Dixon says recording the meetings legal
Board chief wanted prosecution of resident
DIXON – Lee County State’s Attorney Henry Dixon says people are allowed to record public meetings.
Last month, County Board Chairman Jim Seeberg, R-Ashton, announced at a board meeting that he requested a felony prosecution of a resident for recording a meeting of the board’s Executive Committee, which is open to the public.
He said he referred the matter to the state’s attorney’s office.
Dixon has declined to comment to Sauk Valley Media on the issue. He told the County Board’s Finance Committee last week, however, that taping meetings was legal under the Open Meetings Act, according to the meeting minutes.
He also said the county needs to establish procedures for meetings, including the recording of them.
In calling for a prosecution, Seeberg said people must get the consent of everyone present before recording a meeting, which is what the state’s eavesdropping law requires.
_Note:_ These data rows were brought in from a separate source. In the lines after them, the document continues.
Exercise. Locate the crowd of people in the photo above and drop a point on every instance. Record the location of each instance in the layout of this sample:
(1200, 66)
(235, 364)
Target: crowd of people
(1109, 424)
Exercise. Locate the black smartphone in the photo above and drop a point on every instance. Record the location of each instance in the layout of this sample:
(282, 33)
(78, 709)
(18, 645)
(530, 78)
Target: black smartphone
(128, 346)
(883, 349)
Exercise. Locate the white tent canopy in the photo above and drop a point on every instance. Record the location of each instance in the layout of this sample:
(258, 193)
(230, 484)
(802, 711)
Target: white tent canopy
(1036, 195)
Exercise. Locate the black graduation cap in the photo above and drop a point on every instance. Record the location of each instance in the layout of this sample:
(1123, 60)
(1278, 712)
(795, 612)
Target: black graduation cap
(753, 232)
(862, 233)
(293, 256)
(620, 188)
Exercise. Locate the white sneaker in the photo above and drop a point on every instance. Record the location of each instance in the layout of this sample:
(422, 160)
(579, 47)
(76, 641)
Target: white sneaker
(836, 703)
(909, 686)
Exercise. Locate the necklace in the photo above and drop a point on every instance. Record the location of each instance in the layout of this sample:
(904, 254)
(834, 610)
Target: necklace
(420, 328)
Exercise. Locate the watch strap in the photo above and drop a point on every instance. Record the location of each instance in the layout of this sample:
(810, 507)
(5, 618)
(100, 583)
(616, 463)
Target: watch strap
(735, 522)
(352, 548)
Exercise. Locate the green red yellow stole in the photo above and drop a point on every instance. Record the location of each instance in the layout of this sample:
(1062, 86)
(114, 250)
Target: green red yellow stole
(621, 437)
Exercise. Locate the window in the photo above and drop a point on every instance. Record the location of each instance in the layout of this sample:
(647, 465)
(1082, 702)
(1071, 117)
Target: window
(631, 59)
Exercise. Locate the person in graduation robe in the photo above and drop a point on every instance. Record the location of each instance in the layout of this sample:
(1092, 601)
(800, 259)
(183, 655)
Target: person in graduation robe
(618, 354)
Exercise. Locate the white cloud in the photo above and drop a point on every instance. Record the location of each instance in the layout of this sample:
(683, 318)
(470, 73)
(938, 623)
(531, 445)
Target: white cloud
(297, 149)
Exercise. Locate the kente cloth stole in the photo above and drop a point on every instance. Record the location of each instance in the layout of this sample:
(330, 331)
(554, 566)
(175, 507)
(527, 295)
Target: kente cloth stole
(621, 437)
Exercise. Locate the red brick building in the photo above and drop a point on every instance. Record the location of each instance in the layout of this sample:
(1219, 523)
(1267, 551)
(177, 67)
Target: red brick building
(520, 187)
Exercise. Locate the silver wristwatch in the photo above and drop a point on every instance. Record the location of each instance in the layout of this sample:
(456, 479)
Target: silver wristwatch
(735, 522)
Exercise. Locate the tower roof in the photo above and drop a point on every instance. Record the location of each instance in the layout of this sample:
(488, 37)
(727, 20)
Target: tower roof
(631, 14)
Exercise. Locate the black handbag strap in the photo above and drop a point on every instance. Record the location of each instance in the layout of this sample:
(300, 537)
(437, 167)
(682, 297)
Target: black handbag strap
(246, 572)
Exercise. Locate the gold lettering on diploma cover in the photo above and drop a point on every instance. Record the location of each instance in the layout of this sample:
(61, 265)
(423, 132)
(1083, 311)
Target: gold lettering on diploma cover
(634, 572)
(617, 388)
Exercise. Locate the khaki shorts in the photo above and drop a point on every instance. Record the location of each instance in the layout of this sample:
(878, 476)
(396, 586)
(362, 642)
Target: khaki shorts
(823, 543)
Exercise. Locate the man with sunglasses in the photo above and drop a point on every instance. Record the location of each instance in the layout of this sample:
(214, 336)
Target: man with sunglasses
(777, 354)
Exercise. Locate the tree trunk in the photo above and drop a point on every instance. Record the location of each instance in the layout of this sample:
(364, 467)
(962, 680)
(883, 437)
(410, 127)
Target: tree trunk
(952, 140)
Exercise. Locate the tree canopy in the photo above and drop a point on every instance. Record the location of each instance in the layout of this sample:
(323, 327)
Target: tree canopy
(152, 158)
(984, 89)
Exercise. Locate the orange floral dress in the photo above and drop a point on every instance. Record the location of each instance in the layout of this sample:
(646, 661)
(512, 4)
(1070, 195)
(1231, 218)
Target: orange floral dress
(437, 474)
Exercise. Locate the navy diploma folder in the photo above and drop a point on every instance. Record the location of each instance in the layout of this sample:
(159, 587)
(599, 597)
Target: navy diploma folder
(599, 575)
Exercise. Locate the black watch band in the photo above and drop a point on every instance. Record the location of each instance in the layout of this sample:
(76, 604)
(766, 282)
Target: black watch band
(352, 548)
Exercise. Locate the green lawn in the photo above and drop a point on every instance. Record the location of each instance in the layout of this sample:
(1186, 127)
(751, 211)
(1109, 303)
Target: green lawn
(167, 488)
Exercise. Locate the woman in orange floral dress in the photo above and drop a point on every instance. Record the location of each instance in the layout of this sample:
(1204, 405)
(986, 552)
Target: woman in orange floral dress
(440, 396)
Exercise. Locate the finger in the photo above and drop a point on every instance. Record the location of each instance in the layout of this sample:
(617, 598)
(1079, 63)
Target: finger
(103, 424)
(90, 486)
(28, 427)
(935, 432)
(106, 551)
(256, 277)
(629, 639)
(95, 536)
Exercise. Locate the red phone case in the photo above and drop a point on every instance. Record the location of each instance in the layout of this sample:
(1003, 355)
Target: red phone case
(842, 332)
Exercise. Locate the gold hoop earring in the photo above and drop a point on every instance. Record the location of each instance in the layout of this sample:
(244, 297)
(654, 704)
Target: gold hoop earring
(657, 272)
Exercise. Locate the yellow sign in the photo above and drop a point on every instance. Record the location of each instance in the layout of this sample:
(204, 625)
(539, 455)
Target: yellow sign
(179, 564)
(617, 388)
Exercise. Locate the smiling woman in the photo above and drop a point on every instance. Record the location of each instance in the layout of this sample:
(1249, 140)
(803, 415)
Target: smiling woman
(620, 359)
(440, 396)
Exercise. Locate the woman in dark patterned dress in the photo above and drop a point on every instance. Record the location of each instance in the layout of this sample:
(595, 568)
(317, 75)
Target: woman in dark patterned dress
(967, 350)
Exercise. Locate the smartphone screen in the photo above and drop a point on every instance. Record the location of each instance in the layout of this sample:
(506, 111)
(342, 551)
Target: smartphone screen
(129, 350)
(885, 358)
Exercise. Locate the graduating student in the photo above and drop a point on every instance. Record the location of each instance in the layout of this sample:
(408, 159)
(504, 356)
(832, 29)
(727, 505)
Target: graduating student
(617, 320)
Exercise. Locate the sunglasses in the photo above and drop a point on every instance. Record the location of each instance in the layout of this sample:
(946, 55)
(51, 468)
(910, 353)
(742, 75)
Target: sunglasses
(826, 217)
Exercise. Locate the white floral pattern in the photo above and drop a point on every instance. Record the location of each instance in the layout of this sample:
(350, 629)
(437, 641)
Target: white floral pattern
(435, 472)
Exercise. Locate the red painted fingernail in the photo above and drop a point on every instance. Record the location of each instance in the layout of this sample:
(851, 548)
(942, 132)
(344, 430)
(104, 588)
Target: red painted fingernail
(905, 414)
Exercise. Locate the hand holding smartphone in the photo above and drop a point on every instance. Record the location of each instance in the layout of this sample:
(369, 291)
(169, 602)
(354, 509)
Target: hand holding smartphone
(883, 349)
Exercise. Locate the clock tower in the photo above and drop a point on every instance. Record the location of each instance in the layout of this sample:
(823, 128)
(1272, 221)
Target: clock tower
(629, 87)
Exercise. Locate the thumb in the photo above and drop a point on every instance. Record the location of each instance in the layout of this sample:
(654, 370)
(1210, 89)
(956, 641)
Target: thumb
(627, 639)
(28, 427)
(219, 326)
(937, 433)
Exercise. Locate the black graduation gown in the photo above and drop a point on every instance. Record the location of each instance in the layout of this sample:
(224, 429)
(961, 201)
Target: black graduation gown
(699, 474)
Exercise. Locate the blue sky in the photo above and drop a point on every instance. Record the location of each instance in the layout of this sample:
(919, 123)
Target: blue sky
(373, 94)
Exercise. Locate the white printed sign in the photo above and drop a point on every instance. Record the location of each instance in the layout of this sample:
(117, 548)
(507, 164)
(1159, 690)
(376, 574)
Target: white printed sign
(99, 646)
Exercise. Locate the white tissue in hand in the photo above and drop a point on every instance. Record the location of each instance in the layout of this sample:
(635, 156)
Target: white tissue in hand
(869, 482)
Two County Board members, Rick Ketchum, D-Amboy, and Judy Truckenbrod, R-West Brooklyn, have said the law allows people to record meetings, but they suggested people notify others beforehand as a courtesy.
The Citizen Advocacy Center, an Elmhurst-based watchdog group, agreed the public has the right to record.
Anna Sacco-Miller, a Republican facing Dixon in the state’s attorney’s race in November, said recently that she wouldn’t prosecute people for recording public meetings governed by the state Open Meetings Act.
She, too, said it would be courteous if people told others beforehand that they were recording.
John Kelley, the Franklin Grove resident who recorded the recent meeting, said he had the right to do so.
He posted the audio of last month’s Executive Committee meeting on YouTube.